Keywords

1 Introduction

Cooperation between groups of robots improves the performance of the mission and enables the agents to accomplish a goal they are not able to do individually. The objective of cooperation is to ensure that every single decision, made by agents, results in optimal decisions for the whole team. A multi-agent system consists of multiple independent agents interacting together. Each agent, in the multi-agent system (MAS), makes decisions and acts autonomously, based on its observations and also shared information of other agents, in order to reach a joint goal in the mission. MAS has some potential advantages over single robot systems, MAS can improve performance, scalability, and robustness of a mission by parallelizing actions [1], Also it can distribute the computational resources through the group of agents in decentralized systems.
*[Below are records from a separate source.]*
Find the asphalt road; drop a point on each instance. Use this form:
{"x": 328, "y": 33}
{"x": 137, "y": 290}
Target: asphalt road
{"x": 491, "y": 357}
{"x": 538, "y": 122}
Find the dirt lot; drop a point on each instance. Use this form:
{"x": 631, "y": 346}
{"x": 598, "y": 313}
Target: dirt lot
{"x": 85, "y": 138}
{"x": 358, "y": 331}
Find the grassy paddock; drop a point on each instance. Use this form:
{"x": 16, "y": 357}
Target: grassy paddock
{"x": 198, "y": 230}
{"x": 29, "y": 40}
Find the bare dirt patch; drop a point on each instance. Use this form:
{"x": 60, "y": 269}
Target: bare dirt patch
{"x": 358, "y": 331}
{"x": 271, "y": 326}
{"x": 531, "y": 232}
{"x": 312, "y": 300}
The fields of application of MAS have a wide range of applications, such as autonomous surveillance, reconnaissance, and exploration missions [24].
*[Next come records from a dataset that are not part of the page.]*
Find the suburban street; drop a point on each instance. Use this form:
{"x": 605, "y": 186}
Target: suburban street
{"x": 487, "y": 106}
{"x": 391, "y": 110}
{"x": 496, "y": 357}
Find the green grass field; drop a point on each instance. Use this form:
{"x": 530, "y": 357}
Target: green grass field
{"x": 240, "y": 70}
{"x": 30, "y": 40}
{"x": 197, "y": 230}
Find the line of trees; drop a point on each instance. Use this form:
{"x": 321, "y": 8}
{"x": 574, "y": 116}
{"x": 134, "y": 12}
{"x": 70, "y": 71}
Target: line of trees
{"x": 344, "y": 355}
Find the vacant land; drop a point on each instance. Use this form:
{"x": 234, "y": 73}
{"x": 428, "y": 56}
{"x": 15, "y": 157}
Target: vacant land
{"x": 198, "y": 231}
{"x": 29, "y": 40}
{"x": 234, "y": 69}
Task allocation and path planning are necessary for efficient operation of multiple robots. The goal of task allocation is to find a match between agents and tasks that maximizes the overall utility of the team. The optimization criteria vary due to purpose of the mission. Some of them minimizing the time of accomplishing the mission, minimizing the overall path of robots, or minimizing the energy consumption of all robots.
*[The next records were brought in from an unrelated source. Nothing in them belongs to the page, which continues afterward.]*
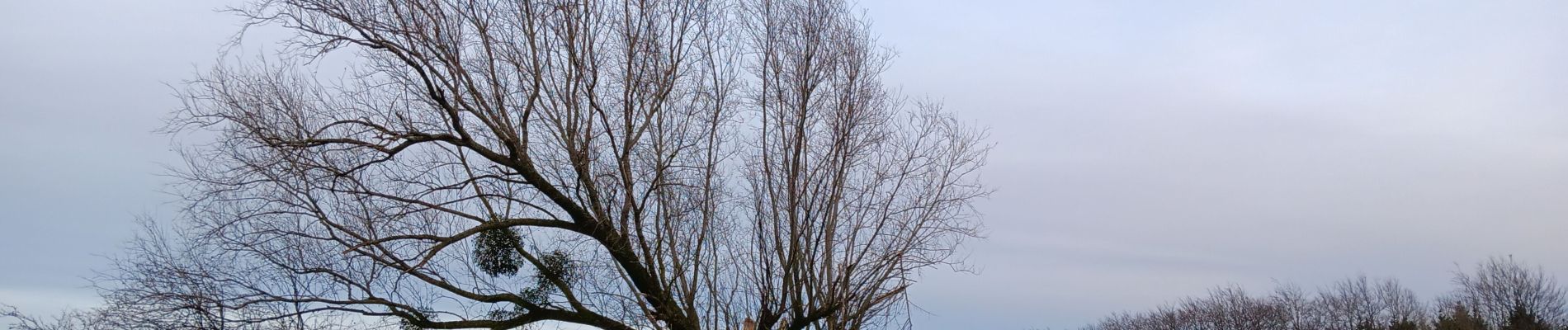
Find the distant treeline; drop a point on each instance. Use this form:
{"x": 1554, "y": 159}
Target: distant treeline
{"x": 1496, "y": 295}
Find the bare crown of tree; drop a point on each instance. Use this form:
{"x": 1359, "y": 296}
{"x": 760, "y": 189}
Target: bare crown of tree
{"x": 611, "y": 163}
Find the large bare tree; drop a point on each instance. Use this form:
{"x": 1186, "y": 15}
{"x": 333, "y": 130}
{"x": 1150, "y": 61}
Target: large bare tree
{"x": 609, "y": 163}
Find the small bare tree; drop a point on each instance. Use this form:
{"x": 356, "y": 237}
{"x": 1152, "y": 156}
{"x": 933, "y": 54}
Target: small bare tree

Task allocation for robots can be formulated as a multiple traveling salesman problem (MTSP), which is a challenging problem and considered as a NP-hard combinatorial optimization problem. Therefore there is not a specific method for finding an optimal solution. Many approaches have been developed to overcome the complexity and find optimal solutions. One of the approaches is Mixed Integer Linear Programming (MILP), which is a mathematical programming method [57]. Although solutions provided by MILP are acceptable, it is computationally expensive. Another approach is meta-heuristic algorithms such as Genetic Algorithm (GA) [810] and particle swarm optimization (PSO) [11]. GA and PSO are generic methods for finding suboptimal solutions. The meta-heuristic approaches obtain solutions quickly, however the quality of solutions might be poor, and also they might easily become intractable for large-sized problems. Another promising solution for solving the task allocation problem is introduced by learning algorithms. These approaches use a set of examples and extract the policy and build a model to determine optimal solution in test conditions. Imitation learning is one category of learning algorithms that benefits from human expert guidance thorough learning process to extract policies. These approaches are also time-consuming in large-scaled problems.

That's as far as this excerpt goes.